I saw the hatred in his eyes. I saw his fear.
“Don’t you move,” the boy shouted, jabbing the gun muzzle hard against my vertebrae. Sweat trickled down my sides. “You killed my sister. You killed her for nothing!”
I remembered the empty look on Sara Cabot’s face when she fell.
“I’m so sorry,” I said.
“No, you’re not, but you will be. And guess what? Nobody cares.”
You’re not supposed to hear the bullet that gets you, but that must be a myth. The booming report of the shot that drilled through my spine sounded like a bomb.
I slumped over, paralyzed. I couldn’t speak and I couldn’t stop the flow of blood pulsing out of my body, ebbing into the cold water of the bay.
But how had it come to this? There was a reason that just eluded my grasp. Something I should have done.
Slap the cuffs on them. I should have done that.
That’s what I was thinking when my eyes flew open.
I was lying on my side, my fists full of sand. Martha was looking down at me, breathing on my face.
Somebody cared.
I sat up and reached my arms around her, buried my face in her neck.
The dream’s sticky sense clung to me. I didn’t need a PhD in psychology to know what it meant. I was churning in the violence of last month.
Stuck in it up to my eyeballs.
“Everything’s fine,” I told Martha.
Lying my face off to my little dog.
Womans Murder Club 4 - 4th of July
Chapter 31
WHILE MARTHA HERDED SHOREBIRDS, I sent my mind skyward and pretended that I was drifting effortlessly, up there with the wheeling gulls. I was ruminating on both my recent past and my uncertain future when I leveled my gaze and saw him.
My heart lurched. His smile was bright, but his blue eyes were scrunched against the glare.
“Hi, gorgeous,” he said.
“Oh, my God, look what the tide brought in.”
I let him help me to my feet. We kissed, and I felt this sensational heat searing my insides.
“How’d you manage to get the day off?” I finally asked, squeezing him hard.
“You don’t understand. This is work.
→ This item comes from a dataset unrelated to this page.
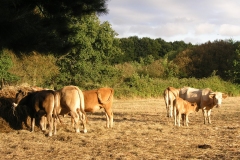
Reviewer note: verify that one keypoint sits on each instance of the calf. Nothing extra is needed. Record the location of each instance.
(100, 98)
(184, 108)
(36, 104)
I’m scouring the coastline for terrorist infiltration,” he cracked. “Ports and shorelines, that’s what I do.”
“And here I thought your job was to pick out the day’s color alert.”
“That, too,” he said. He flapped his tie at me. “See? Yellow.”
I liked that Joe could josh about his job, because it would have been too depressing otherwise. Our shoreline was extremely porous, and Joe saw the holes.
“Don’t tease,” he said, then we kissed again. “This is hard work.”
I laughed. “All work, no play makes Joe a dull guy.”
“Hey, I’ve got something for you,” he said as we walked together along the jetty. He pulled a packet of tissue paper out of his pocket and handed it to me. “I wrapped it myself.”
The packet was sealed with Scotch tape, and Joe had penned a string of Xs and Os where a ribbon would’ve been. I ripped open the tissue and poured a bright silver chain and a medallion into my palm.
“It’s supposed to keep you safe,” Joe said.
“Sweetie, it’s Kokopelli. How did you know?” I held the little disk level with my eyes.
“The Hopi pottery in your apartment kinda gave me a clue.”
“I love it. What’s more, I need it,” I said, turning my back to him so he could fasten the long silver chain around my neck.
Joe swept the hair off my nape and kissed me just there. His lips, the roughness of his cheek against that tender spot, sent a thrill through me. I gasped, then turned into his arms again. I liked it there a lot.
I kissed him softly, and the kiss turned deeper and more urgent. I finally pulled away from him.
“Let’s get you out of those clothes,” I said.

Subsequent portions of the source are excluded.